Apart from the arguments about Anastasia’s true identity, nothing new happened for a long time after that. Of course, the relatives of the Tsar and Tsarina who had managed to flee abroad continued to quarrel for many years over the remaining assets and valuables that were stashed away in various banks around the world. Jurovsky returned to Moscow and continued to work on the cheque. After the failed assassination of Lenin, he was one of the main investigators and interrogators of the assassin Fania Kaplanova, who was linked to the plot of the Party of Social Revolutionaries. After the end of the Civil War, he returned to Yekaterinburg as head of the local Cheka. After a few years, he was back in Moscow again, doing less important jobs, most recently as director of the Polytechnic Museum. He escaped Stalin’s purges, but his family did not. His daughter spent a quarter of a century in various camps.
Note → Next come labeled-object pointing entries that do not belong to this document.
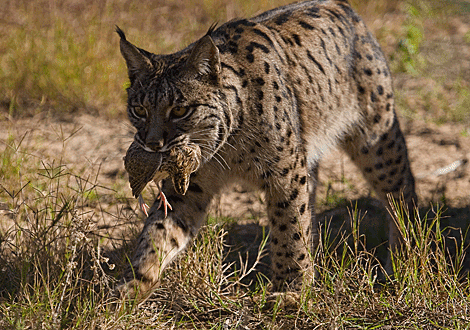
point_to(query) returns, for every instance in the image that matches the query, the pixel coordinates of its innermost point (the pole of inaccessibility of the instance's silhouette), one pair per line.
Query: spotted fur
(265, 98)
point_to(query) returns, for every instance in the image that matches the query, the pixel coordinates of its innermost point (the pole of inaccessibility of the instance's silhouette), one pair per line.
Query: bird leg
(143, 206)
(164, 202)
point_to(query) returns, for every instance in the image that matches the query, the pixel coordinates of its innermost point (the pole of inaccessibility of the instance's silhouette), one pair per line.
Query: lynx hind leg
(383, 159)
(378, 146)
(290, 228)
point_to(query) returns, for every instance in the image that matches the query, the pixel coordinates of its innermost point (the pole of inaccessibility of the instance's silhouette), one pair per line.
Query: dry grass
(61, 57)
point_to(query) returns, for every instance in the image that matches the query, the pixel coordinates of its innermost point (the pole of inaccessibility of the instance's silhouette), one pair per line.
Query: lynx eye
(179, 112)
(140, 111)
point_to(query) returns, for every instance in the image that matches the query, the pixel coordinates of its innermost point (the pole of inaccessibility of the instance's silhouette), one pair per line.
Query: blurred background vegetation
(62, 57)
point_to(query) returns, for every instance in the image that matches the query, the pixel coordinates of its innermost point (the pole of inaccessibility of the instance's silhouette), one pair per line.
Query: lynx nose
(156, 141)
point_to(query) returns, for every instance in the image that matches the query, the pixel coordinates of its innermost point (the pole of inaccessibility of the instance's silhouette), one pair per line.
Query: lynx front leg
(291, 233)
(163, 238)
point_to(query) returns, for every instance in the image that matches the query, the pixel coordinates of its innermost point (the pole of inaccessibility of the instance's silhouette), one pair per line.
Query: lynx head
(175, 100)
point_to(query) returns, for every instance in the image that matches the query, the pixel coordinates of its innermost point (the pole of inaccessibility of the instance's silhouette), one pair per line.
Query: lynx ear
(136, 61)
(204, 59)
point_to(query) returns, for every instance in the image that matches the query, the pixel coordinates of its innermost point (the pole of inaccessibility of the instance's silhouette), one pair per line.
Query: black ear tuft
(211, 29)
(121, 33)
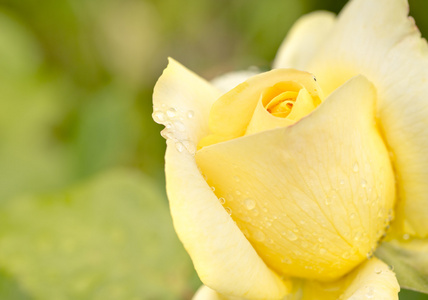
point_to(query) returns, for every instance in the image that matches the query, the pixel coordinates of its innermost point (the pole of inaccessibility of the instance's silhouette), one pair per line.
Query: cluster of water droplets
(174, 120)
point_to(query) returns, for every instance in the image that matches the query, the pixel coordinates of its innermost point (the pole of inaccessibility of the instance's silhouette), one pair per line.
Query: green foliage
(108, 238)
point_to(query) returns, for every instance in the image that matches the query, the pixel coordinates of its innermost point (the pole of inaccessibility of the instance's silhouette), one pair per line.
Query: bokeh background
(83, 211)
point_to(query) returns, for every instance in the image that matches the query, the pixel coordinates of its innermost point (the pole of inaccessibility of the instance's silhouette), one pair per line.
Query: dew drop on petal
(291, 235)
(179, 146)
(159, 116)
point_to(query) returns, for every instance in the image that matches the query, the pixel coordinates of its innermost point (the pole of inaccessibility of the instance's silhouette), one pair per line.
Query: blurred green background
(83, 211)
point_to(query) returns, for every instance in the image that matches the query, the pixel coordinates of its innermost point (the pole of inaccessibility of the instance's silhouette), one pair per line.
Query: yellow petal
(230, 80)
(304, 40)
(232, 112)
(182, 101)
(378, 40)
(371, 280)
(210, 236)
(223, 258)
(312, 198)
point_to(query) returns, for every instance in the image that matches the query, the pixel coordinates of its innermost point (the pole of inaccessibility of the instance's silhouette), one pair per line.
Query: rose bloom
(283, 184)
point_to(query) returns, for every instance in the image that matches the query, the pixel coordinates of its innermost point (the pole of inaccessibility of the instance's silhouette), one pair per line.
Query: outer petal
(182, 102)
(377, 39)
(228, 81)
(210, 236)
(371, 280)
(312, 197)
(305, 38)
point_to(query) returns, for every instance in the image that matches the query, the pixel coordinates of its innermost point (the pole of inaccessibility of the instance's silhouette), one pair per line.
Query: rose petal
(182, 101)
(232, 112)
(304, 40)
(377, 39)
(371, 280)
(313, 197)
(209, 235)
(205, 293)
(230, 80)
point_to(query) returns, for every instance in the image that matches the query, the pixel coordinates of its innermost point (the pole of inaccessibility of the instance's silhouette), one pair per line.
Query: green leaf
(110, 238)
(409, 259)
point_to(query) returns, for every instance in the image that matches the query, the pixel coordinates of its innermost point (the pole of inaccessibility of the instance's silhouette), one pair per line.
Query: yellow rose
(284, 184)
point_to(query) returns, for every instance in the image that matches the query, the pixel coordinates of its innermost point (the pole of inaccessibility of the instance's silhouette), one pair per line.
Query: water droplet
(179, 146)
(358, 235)
(167, 134)
(159, 116)
(171, 112)
(259, 236)
(249, 204)
(190, 114)
(355, 167)
(291, 235)
(370, 293)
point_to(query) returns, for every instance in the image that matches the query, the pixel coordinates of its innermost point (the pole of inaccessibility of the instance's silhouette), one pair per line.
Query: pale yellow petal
(205, 293)
(378, 40)
(313, 198)
(371, 280)
(182, 101)
(304, 40)
(230, 80)
(210, 236)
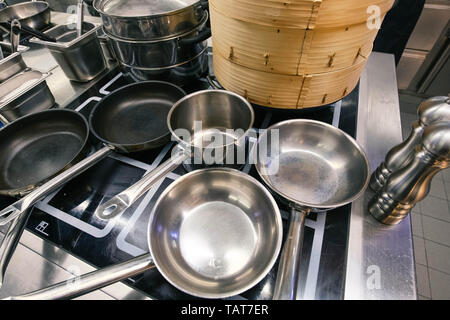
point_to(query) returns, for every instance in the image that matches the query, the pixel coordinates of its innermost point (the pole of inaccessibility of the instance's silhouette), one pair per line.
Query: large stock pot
(144, 20)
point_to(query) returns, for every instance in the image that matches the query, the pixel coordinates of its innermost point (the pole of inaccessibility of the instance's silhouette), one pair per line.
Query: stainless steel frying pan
(315, 167)
(217, 112)
(214, 233)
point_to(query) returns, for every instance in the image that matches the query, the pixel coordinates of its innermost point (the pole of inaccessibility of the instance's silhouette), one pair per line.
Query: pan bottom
(217, 240)
(40, 158)
(307, 177)
(137, 123)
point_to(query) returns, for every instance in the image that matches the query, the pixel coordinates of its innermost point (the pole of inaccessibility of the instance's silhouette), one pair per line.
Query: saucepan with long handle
(208, 125)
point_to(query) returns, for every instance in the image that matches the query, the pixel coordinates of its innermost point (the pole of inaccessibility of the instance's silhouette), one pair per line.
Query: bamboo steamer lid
(287, 50)
(286, 91)
(305, 14)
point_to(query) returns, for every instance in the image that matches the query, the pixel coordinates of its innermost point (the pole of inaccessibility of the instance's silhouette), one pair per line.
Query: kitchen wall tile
(416, 219)
(436, 230)
(438, 189)
(419, 251)
(423, 282)
(440, 285)
(438, 256)
(435, 207)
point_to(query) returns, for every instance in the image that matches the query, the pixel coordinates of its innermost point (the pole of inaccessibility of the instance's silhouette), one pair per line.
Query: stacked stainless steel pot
(155, 39)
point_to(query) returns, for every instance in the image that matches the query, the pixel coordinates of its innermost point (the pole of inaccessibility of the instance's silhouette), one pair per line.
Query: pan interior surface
(214, 117)
(315, 165)
(135, 114)
(39, 146)
(22, 11)
(215, 233)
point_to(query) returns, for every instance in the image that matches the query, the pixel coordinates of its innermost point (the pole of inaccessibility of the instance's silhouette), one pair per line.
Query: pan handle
(92, 281)
(10, 242)
(13, 211)
(121, 202)
(288, 269)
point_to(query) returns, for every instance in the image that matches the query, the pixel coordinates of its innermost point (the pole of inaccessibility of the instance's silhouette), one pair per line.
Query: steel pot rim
(158, 15)
(161, 39)
(163, 68)
(23, 4)
(230, 93)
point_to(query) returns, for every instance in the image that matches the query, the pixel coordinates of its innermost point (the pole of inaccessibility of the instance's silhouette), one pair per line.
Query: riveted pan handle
(92, 281)
(289, 266)
(13, 211)
(121, 202)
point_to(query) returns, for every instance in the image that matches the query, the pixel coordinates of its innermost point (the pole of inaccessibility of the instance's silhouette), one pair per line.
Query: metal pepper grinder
(430, 111)
(406, 187)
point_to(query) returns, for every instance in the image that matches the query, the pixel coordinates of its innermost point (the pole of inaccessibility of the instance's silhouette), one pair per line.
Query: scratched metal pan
(314, 167)
(214, 233)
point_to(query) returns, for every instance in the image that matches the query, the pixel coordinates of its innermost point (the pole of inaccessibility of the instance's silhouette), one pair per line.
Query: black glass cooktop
(67, 218)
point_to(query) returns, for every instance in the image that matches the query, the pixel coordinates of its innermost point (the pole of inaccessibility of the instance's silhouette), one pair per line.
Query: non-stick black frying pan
(130, 119)
(35, 149)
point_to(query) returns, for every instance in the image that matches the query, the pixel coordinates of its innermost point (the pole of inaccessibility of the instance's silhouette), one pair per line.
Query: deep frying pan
(36, 148)
(214, 233)
(130, 119)
(314, 167)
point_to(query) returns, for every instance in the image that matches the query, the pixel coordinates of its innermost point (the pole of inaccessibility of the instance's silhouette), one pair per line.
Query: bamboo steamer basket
(286, 91)
(287, 50)
(304, 14)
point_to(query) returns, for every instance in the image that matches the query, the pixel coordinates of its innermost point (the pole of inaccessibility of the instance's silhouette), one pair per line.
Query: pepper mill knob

For 70 years, official silence shrouded the tragic events of the past like a state secret. Most of the other participants in the massacre ended up in the camps of the Gulag and only a few survived. The first attempts to exhume the remains of members of the Tsarist family date back to 1979. Three geologists from Sverdlovsk (as Yekaterinburg was then called) and a Moscow librarian found the burial site with the help of Yakov Jurovsky’s notes. The notes were not public, of course, but apparently someone was able to read them. They dug up three skulls, measured them and buried them back. One of them had a gold dental bridge and was supposed to have belonged to Nicholas. They kept quiet about their discovery for more than 10 years.
Then the grave was dug up again, amid rumours that Moscow had decided to bury the grave and transport the remains. This time they were more thorough. They dug up bones, whole skeletons, skulls, the remains of the rope used by the excavators to pull the corpse out of the mine shaft, and a few trinkets. In total, nine skeletons were found, the remains of the Tsarevich and one of his daughters were reportedly missing.
Many have questioned the identity of the remains in the tomb. But in 1993 and 1995, British and American experts independently of each other, using DNA tests, established that they also belonged to the Tsarist family. The blood analysis of Prince Philip of England, who is the grandson of the sister of the last Russian Tsarina, was identical to the DNA test of the remains of the murdered Tsarina Alexandra. The fate of the murdered Tsar Nicholas, Tsaritsa Alexandra, Tsarevich Alexei, the daughters Olga, Tatiana, Maria and Anastasia and the other victims of the revolutionary madness has become known.